The American Institute of Steel Construction’s task group reviewing the conditions that led to the failure of built-up plate girders in San Francisco’s Salesforce Transit Center is not only considering changes in steel standards, but also the twin girders’ design detail at the site of the brittle fractures. The AISC team will also look into a similar girder failure, since repaired, at the SoNo Collection shopping mall in Connecticut. 

The AISC ad hoc task group “is looking at more than the Metropolitan Transportation Commission's peer review panel report,” says Charlie Carter, AISC’s president. “There are other issues” under the lens, including the design detail, he adds.

The 1.2-million-sq-ft bus depot, owned by the Transbay Joint Powers Authority, reopened last July 1, after a nine-month closure that included repairs to the girders’ bottom flanges, which fractured in 2018. The area's Metropolitan Transportation Commission (MTC) convened the independent panel soon after the September 2018 discovery of bottom-flange fractures in twin tapered girders over Fremont Street. The 4.5-block-long building, designed by Pelli Clarke Pelli Architects with structural engineer Thornton Tomasetti, had been open for less than two months.

MTC Panel Recommendations

The MTC panel, which released its final report in late February, recommended, among other things, that AISC reevaluate the standard quarter-down sampling location for thick-plate quality testing for fracture toughness and the number of test samples required. Also, the group is asking AISC to clarify the definition of weld access hole, reconsider the adequacy of grinding requirements and develop a risk-assessment approach to evaluate brittle-fracture conditions.

The AISC group, convened shortly after MTC issued its report, is considering standards, materials, design and fabrication. The group also is exploring the transit center failures in the context of the principles and practices that have been learned from past research and experiences with fractures, says Lawrence F. Kruth, AISC’s vice president of engineering and research.

Each of the girders, fabricated by Herrick Corp., spans about 87 ft to help support a rooftop park directly above and pick up a second-floor bus deck below. Each girder picks up the bus deck via a hanger plate that thickens the web at its 8-ft-deep midspan and slots through the bottom flange, a shallow V in profile. A pair of nearly identical girders span First Street nearby. Their bottom flanges did not fracture.

Duane Miller, of Lincoln Electric, is the chair of the AISC group, which is working pro bono. Other members are Rob Connor, from Purdue University; Jim Fisher, a past chair of the AISC specification committee; Chris Hewitt of Simpson Gumpertz & Heger; Larry Muir, a consultant; Tom Murray, of Virginia Tech, Tom Schlafly, representing AISC, Jim Schoen, of Nucor-Yamato Steel and AISC's Eric Bolin, the group's secretary.

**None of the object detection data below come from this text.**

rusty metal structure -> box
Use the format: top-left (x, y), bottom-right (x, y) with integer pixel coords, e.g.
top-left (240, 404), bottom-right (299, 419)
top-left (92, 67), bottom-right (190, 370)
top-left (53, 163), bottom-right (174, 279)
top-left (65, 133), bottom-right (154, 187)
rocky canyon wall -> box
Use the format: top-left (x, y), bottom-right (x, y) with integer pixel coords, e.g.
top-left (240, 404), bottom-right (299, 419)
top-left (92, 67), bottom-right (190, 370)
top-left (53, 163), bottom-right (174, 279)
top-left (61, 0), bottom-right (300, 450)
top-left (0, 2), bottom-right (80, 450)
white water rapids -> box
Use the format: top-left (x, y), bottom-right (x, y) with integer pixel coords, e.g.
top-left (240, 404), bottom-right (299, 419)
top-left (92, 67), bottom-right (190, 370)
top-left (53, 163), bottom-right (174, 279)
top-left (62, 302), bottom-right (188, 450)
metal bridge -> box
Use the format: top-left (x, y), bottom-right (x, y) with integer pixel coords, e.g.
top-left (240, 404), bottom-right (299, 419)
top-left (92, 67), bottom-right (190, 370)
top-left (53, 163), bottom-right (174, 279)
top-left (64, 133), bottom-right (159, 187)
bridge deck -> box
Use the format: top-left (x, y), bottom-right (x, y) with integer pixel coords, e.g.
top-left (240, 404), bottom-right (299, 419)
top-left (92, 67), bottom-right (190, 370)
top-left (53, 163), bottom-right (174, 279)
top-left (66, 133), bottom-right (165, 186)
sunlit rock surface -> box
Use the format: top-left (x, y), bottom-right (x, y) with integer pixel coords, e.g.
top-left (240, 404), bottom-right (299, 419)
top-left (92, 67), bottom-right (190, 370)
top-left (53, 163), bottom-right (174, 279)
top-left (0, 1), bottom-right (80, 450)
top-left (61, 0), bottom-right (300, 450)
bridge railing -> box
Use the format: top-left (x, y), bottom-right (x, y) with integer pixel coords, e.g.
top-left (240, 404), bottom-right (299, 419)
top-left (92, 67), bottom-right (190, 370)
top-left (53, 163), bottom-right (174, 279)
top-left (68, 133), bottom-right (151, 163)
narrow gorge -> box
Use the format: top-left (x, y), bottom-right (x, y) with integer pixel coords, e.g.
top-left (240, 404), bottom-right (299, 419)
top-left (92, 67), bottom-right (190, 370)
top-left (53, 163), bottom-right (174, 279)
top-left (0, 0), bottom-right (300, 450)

Hanger Slots Through Bottom Flange

The AISC probe will consider the design of the hanger detail that thickens the web and slots through the bottom flange. “Is it similar to other details or does it introduce something new?” Carter asks. “There’s another [fracture] case in a project in Connecticut,” with a similar girder design detail by the same structural engineer, but with a different fabricator, he adds.

The Connecticut project is the 1-million-sq-ft SoNo Collection, a shopping mall in the South Norwalk neighborhood of Norwalk. The three-level enclosed mall development by Brookfield Properties includes an eight-level parking structure, with 3,040 spaces.

Construction by the VCC/KBE, a Joint Venture, started in late 2017. The mall, currently closed because of the COVID-19 pandemic, opened last Oct. 11. The architect is CallisonRTKL, Washington, D.C. The structural engineer is Thornton Tomasetti. The steel fabricator is United Steel Inc., East Hartford, Conn.

Details Not Available

Details of the mall’s girder system and the failure or failures are not available. “Due to provisions in the agreements between the owner and VCC/KBE, a Joint Venture, and our subcontractors, we are unable to release any information regarding the project or property,” says Jonelle Lawhorn, director of marketing for KBE Building Corp., Farmington, Conn.

Michael J. Squarzini, co-CEO of Thornton Tomasetti, also declines comment other than to say he has “confirmed with our client, Brookfield, that they do not want us discussing any aspects of their project in the press.”

United Steel could not be reached for comment.

At this time, with the task group’s work just getting underway, AISC does not have any details of the mall’s girder system. The group has met twice, including most recently virtually on April 27, and it expects to meet at least monthly.

The plan is to determine whether there should be any changes to AISC’s 360 Specification for Structural Steel Buildings, Steel Construction Manual and, if deemed necessary, the Code of Standard Practice, says Kruth.

The task group is scheduled to complete a technical bulletin by the end of 2022.  The publication will contain guidance on how to proceed to avoid similar fractures.

The bulletin will be “useful to the engineering profession and the fabrication community,” says Kruth. “Longer-term, it also will be relevant to our standards and other technical information.”